Description of problem: We have been running disk exercisers (called blast, which is an IBM internal tool that is capable of verifying written data) on 40 LUNs attached via 1 adapter driven by zfcp. Within a few hours verification of sectors written to some disks failed. The read data did unexpectedly not equal to the previously written data. Version-Release number of selected component (if applicable): 2.4.21-EL.9 How reproducible: almost 100 %, did it 3-4 times Steps to Reproduce: 1. Load scsi_mod, zfcp, sd_mod 2. configure 40 disks by means of add-single-device 3. start up disk exerciser Additional info: I can attach blast reports about failed sectors, if requested.
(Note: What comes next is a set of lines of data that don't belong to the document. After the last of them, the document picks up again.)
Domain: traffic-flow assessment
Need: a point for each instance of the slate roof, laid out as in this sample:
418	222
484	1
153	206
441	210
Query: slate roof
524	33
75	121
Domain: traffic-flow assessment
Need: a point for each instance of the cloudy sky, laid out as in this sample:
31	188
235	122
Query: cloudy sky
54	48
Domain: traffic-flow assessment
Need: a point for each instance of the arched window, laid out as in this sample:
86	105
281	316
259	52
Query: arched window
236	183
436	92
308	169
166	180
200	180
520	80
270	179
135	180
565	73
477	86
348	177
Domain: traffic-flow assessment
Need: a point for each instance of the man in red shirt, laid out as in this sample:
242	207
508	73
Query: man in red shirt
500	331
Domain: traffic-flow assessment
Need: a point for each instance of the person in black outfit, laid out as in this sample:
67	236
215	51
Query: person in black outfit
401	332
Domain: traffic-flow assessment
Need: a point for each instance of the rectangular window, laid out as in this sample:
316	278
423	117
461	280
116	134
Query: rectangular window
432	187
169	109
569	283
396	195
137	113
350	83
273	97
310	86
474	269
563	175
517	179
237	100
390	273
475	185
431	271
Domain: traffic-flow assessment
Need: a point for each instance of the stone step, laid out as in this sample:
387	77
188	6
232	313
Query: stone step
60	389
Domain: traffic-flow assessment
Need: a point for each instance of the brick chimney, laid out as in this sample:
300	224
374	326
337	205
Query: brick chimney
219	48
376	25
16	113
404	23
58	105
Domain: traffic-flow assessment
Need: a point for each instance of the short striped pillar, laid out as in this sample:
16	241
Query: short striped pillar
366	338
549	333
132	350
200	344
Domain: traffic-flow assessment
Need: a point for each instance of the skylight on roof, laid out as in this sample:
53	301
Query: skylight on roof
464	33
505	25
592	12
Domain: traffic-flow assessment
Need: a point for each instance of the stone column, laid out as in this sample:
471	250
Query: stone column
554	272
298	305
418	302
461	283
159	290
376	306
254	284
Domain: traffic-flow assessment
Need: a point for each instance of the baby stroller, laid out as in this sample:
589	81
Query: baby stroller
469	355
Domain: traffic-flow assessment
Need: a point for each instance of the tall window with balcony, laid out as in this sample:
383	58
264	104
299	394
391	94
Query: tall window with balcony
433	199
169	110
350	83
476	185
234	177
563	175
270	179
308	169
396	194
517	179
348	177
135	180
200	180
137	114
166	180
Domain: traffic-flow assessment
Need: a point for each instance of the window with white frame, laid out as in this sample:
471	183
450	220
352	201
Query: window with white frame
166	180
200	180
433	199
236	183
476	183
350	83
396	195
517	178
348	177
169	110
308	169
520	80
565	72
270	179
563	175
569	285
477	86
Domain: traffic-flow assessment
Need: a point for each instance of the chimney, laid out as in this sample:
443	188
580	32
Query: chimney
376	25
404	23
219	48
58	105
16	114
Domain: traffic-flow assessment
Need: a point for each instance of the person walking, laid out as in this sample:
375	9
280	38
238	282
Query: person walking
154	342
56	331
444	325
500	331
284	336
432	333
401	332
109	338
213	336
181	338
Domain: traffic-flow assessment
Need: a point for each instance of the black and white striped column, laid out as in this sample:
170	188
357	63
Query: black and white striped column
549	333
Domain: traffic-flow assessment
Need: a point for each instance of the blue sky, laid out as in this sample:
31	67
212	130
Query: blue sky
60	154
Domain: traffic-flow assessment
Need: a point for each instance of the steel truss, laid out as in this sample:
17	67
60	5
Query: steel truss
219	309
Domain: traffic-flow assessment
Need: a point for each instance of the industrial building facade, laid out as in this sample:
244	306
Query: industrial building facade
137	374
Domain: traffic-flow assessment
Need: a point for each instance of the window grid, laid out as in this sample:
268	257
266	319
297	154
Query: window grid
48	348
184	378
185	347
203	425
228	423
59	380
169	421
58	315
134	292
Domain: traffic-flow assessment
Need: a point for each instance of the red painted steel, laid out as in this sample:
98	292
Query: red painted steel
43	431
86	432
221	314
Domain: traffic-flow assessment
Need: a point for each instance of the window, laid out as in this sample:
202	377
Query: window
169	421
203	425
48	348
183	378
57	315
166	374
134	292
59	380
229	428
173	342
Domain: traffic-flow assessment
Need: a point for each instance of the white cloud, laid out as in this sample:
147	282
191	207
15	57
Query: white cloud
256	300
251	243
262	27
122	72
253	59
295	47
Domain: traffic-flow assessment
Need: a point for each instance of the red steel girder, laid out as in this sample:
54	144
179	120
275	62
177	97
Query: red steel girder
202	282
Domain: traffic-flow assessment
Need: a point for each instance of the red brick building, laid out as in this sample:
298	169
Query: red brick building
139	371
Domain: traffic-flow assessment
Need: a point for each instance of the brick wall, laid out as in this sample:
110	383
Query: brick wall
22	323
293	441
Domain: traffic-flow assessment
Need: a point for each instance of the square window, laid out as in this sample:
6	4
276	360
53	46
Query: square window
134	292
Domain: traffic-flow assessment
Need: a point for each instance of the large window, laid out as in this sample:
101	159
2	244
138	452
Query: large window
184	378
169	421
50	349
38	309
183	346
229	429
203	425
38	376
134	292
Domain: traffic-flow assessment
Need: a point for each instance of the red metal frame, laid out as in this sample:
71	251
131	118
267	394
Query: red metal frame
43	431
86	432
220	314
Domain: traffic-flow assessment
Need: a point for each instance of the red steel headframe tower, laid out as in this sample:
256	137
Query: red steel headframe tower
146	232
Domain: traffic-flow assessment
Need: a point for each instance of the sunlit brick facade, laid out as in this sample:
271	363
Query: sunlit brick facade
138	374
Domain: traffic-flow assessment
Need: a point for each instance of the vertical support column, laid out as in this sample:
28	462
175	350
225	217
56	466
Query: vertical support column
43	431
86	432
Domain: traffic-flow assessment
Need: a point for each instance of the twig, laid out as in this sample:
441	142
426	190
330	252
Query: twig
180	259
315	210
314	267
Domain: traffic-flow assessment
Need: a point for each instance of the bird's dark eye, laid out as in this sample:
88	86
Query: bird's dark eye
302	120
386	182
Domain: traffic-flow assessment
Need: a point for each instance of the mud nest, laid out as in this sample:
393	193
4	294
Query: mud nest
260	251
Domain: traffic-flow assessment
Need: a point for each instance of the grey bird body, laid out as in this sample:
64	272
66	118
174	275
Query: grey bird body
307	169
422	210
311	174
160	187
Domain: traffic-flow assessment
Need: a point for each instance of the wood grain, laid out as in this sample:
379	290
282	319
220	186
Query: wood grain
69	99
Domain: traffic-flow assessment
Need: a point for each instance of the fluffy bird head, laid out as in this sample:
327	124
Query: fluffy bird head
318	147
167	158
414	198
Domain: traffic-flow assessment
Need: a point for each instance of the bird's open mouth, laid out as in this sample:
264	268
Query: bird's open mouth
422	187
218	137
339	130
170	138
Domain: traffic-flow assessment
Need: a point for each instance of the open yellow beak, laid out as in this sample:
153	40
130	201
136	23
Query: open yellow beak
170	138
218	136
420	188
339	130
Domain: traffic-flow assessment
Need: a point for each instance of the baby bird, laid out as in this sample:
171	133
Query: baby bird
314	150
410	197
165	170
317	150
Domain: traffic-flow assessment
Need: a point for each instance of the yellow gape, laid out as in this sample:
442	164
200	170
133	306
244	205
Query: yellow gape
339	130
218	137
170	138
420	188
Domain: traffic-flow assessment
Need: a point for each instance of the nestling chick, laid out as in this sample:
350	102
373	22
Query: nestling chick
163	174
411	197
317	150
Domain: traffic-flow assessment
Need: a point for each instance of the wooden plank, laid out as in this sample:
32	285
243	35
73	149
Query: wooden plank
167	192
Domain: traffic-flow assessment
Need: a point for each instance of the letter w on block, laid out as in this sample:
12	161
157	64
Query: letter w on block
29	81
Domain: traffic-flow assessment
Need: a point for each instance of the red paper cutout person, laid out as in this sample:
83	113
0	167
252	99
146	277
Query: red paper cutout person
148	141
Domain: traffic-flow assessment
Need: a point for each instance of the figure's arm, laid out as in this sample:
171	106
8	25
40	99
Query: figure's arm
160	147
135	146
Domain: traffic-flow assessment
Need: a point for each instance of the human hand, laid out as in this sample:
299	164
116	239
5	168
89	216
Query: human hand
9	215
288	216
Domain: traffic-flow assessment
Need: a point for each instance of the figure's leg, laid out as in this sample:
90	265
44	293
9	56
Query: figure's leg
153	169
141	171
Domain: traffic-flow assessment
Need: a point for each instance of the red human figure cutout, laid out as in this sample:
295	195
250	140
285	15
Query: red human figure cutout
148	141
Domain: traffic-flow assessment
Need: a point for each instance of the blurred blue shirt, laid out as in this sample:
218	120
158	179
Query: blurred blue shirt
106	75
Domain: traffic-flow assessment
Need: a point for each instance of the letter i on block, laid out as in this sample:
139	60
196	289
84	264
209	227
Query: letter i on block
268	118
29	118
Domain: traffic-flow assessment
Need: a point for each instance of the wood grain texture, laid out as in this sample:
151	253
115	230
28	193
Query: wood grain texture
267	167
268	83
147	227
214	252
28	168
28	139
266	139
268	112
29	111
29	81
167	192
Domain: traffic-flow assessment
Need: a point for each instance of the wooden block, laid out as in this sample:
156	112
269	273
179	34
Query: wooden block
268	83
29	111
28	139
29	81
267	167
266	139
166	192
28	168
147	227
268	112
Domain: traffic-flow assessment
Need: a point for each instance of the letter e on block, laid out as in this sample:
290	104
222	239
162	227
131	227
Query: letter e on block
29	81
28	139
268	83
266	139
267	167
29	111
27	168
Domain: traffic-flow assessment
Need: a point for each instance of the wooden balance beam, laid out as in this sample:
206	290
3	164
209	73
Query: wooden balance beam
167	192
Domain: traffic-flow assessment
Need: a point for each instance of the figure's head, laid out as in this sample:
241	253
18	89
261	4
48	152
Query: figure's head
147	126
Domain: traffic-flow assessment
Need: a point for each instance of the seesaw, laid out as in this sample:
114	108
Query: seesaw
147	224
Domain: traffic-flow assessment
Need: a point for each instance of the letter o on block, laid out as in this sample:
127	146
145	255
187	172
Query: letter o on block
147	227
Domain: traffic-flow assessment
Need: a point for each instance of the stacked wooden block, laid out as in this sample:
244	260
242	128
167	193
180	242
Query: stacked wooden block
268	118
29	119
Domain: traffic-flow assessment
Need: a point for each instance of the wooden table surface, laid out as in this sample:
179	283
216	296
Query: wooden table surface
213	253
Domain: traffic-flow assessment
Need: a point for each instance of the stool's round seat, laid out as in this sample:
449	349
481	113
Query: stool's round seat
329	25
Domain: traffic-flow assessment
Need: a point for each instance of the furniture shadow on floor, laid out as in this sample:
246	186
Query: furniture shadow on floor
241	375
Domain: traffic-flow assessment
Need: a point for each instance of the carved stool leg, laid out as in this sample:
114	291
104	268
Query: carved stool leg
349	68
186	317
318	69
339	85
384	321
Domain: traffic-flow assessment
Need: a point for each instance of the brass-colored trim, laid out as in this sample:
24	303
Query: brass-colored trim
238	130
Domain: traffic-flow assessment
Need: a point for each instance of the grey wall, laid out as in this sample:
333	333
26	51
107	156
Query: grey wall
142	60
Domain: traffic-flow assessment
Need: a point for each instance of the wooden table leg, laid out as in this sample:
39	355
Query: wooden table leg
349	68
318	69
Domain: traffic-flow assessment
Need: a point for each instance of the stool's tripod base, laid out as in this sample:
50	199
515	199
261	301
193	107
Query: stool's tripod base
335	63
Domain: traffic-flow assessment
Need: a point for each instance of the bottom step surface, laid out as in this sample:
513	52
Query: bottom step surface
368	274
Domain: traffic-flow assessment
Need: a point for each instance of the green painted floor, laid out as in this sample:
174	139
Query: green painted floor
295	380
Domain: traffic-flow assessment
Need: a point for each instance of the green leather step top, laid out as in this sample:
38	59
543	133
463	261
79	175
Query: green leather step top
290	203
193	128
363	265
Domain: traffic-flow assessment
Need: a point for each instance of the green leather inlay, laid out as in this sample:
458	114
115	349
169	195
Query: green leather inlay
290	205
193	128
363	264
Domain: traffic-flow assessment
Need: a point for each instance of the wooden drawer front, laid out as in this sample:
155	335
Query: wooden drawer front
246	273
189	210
Problem was most-likely caused by a missing scsi_eh thread. This kernel thread is essential for SCSI I/O. Without proper recovery, the result of to be recovered SCSI commands seems to be unpredictable. The system seems to be silently (with default logging level) railroaded into data corruption. The eh-thread was not created because there was not a single scsi device/host available when loading modules. I have just realized that our setup only included devices/hosts which were added on-the-fly via proc-fs. A first re-test with at least one device per host being available when loading SCSI modules has not shown any data corruption so far. I will close this bugzilla entry as duplicate to either 112426 or 106214 if the problem does not occur again.
*** This bug has been marked as a duplicate of 112426 ***
Changed to 'CLOSED' state since 'RESOLVED' has been deprecated.